Obama’s father, Barack Obama Sr., was a Kenyan who came to the United
States to study. While at the University of Hawaii, he met and married
Stanley Ann Dunham, and the two had a son. The elder Mr. Obama returned
to Kenya, and the two divorced; the younger Mr. Obama met his father
only once after that, when he was 10 years old.
The
future president visited Kenya as a young man, a journey chronicled in
his evocative 1995 memoir, “Dreams From My Father,” and he went again in
2006 as a senator. But Mr. Obama has remained largely distant from his
Kenyan relatives in office and the White House could not say yet whether
he would visit family during his trip.
The
connection to Kenya has long fueled unfounded rumors that Mr. Obama was
not born in Hawaii, despite the birth certificate he obtained from the
state in 2011. As recently as December, a poll by Fairleigh Dickinson
University found that nearly one in five Americans believe that Mr.
Obama is probably or definitely not a United States citizen.
At the annual Gridiron Dinner in Washington this month, he teased those who question his patriotism.
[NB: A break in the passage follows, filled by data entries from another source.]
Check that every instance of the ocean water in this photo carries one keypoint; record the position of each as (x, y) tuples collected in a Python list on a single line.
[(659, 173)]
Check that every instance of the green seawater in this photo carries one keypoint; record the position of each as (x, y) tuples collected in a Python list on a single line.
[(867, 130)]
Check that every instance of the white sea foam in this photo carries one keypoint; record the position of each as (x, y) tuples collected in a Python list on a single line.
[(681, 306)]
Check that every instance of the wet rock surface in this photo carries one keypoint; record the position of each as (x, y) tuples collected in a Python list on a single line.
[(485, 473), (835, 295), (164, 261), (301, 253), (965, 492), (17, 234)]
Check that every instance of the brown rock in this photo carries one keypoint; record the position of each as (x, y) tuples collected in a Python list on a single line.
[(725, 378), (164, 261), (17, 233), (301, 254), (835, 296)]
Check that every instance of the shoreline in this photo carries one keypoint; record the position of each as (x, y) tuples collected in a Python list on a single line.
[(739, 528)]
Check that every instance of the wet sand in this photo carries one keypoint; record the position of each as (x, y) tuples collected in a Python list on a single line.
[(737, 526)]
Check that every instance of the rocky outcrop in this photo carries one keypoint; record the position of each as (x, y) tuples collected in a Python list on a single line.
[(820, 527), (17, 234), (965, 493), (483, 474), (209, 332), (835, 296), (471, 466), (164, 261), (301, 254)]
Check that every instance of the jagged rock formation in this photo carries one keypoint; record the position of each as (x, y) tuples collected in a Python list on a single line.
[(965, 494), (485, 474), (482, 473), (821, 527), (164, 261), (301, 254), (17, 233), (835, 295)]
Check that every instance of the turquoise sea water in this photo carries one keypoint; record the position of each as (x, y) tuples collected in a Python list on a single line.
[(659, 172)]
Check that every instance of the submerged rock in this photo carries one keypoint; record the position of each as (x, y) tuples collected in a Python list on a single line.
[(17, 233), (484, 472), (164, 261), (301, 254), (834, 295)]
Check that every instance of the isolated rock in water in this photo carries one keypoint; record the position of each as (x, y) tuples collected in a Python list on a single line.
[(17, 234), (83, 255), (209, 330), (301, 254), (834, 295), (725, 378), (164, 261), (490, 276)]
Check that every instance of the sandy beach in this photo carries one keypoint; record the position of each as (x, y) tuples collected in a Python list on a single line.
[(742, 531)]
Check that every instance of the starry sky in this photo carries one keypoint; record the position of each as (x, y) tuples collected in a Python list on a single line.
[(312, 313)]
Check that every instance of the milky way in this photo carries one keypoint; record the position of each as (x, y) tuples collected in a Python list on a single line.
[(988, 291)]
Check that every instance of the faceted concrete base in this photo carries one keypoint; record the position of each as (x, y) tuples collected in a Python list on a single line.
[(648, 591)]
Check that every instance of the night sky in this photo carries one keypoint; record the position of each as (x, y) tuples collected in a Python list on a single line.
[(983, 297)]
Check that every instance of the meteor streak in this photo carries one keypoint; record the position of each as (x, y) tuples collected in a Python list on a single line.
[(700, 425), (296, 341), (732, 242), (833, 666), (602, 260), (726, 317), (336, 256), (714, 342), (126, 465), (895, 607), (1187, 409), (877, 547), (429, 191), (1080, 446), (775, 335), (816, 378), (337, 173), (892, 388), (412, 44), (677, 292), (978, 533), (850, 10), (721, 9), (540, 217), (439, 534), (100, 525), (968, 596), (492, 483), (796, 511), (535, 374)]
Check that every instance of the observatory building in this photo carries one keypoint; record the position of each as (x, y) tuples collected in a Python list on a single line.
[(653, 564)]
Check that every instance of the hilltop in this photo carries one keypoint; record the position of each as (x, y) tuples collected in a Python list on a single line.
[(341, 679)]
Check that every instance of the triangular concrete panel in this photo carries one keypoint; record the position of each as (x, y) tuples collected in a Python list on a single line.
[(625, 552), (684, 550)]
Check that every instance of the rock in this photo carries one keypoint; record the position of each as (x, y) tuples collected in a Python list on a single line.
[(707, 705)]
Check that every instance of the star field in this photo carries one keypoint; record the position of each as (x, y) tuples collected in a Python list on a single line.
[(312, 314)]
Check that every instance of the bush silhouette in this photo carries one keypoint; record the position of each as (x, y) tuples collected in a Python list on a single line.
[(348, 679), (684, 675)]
“If I did not love America, I wouldn’t have moved here from Kenya,” he joked.
While
many Kenyans have been upset that Mr. Obama has stayed away, the
country has experienced turbulence in recent years that made it harder
for him to visit.
Mr. Kenyatta, the Kenyan
president, was charged in 2011 with instigating and financing ethnic
clashes after disputed elections in 2007 that cost more than 1,200 lives
and forced 600,000 from their homes. The first sitting president to
appear before the International Criminal Court, Mr. Kenyatta denied the
charges and the case was dropped in December after prosecutors could not
produce enough evidence.
Since
a terrorist attack on the Westgate Mall in Nairobi in 2013, for which
the Shabab, a Somali militant group, claimed responsibility, Kenya’s
government has expanded efforts to counter violent extremism. But it has
also passed laws restricting nongovernmental organizations operating
there, in the name of security, and critics say the country’s Muslims
have been targeted in the zeal to combat the Shabab.
“What
really makes it difficult for us is that, yes, we are victims of
terrorism, but then we are also victims of counterterrorism,” Hussein
Khalid, executive director of Haki Africa, a human rights group, told a
congressional hearing in Washington last week. “In Kenya,” he added,
“once you’re a suspect of any terror attack, there is no innocent until
proven guilty. Once you’re a suspect, you have to count your days. Your
days are numbered. Sooner or later, we find you dead somewhere.”
White
House officials said that Mr. Obama would address human rights issues
during his visit. But they emphasized the progress Kenya has made, to be
highlighted at the Global Entrepreneurship Summit meeting, the first
time the six-year-old forum, founded by Mr. Obama, will be held in
sub-Saharan Africa.
“Choosing
Kenya as the destination for G.E.S. underscores the fact that Africa,
and Kenya in particular, has become a center for innovation and
entrepreneurship,” Mr. Harris and Ms. Green wrote.